For whatever reason, Americans want to be rich more than Europeans do. You notice this even in casual conversation. In America, money is everything, and the acquisition of more money is a driving force in the personal motivation of the vast, vast majority of the population. In Europe, perhaps because status is more multifaceted, perhaps because the baseline social safety net is nicer, perhaps because economic growth has been slower for longer, perhaps for many other reasons, this isn't the case. Sure, people still 'want to be rich', the same way the average fat American 'wants to be skinny', but they don't do anything about it. This is underestimated as a cause of the divergence between the EU/Europe and US.

The US is the only major developed country (excl. Eastern Bloc) where living standards have significantly improved since 2008.

I'm gonna need you to substantiate this claim.

Can you name a counter-example? Australia is the largest I can think of, but even there, growth has been slower since 2014 while the US has pulled ahead, so I think I'm still right.

True, and a good example. I was thinking about whether to add 'Western' but didn't.

I still think it's true that the US economy is visibly doing better than developed European economies, both in statistics and anecdotes.

But 'access to good and services' still is improving in europe - they can buy the latest iphones, the latest cheap TVs, use all of our nice internet services, etc!

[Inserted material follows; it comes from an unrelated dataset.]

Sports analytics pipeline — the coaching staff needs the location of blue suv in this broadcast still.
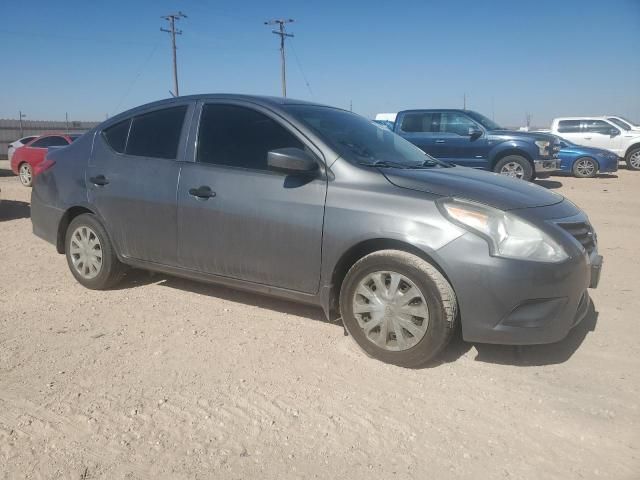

Most quality of life improvements in america are at least partially exported to Europe because there's profit to be made there too!

I still think it's true that the US economy is visibly doing better than developed European economies, both in statistics and anecdotes.

I don't think anyone is arguing against that more modest claim.

That is the claim. Return to my original comment and you find the words “significantly improved”. The modest increases in QOL in Germany don’t count as significantly improved. Eastern Europe was still ‘developing’ in 2008. South Korea is the only true exception among ‘major’ countries, which I admitted.